July 17, 2012
MY TWO CENTS
Is This Cosmos Country?
Will Smith, a long-time Red Bulls and soccer fan, lives in Brooklyn, N.Y.
"The opinions reflected in the My Two Cents columns do not express the views of the editors or management of BigAppleSoccer. com"
By Will Smith
Special to BigAppleSoccer.com
Last week’s announcement that the New York Cosmos would be fielding a team in the North American Soccer League, America’s second tier of professional soccer, sent the internet into overdrive.
Responses to the announcement led to fits of joy, nostalgia, amusement, puzzlement and, from some fans, taunts of “Fake Cosmos.”
One thing -- the response WASN’T was muted. Everyone had an opinion. While some felt it was an insult to the legendary name, others saw it as being on par with the San Francisco Giants announcing a return to Coogan’s Bluff. Either way, there will be a team wearing the familiar, though long-since-seen, colors next season.

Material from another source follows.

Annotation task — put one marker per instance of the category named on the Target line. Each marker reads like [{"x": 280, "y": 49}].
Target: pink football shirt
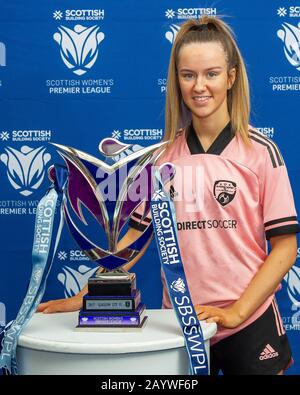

How they fare both on and off field will go a long way to determining if New York Cosmos 2.0 will be the next expansion team in MLS as many fans (and quite possibly Commissioner Don Garber) hope for. It’s no secret that MLS is looking to build a stadium in Flushing Meadows and then fill it with a team. It’s also no secret that “New York Cosmos” is a name that still draws attention, even 28 years after Ricky Davis scored their last league goal.
For the Cosmos to succeed in the NASL and thus make the move to MLS, they need to focus on three core areas:
Let’s look at each of these areas individually:
A) Don’t pimp the brand – When the Englishman, whose name we dare not speak, bought the team’s rights in 2010, his first step was not to build a team, but put a billboard up in Times Square and start selling overpriced jerseys. He did manage to put together a team of over-the-hill stars and B-listers to play Manchester United in Paul Scholes premature testimonial game, which the rent-a-Cosmos deservedly lost, 6-0. All these shenanigans did was tarnish the only thing the Cosmos had left -- their name. With the new ownership in place and the team about to start play in the second division, the time has come to nurture the team, not pimp out the brand.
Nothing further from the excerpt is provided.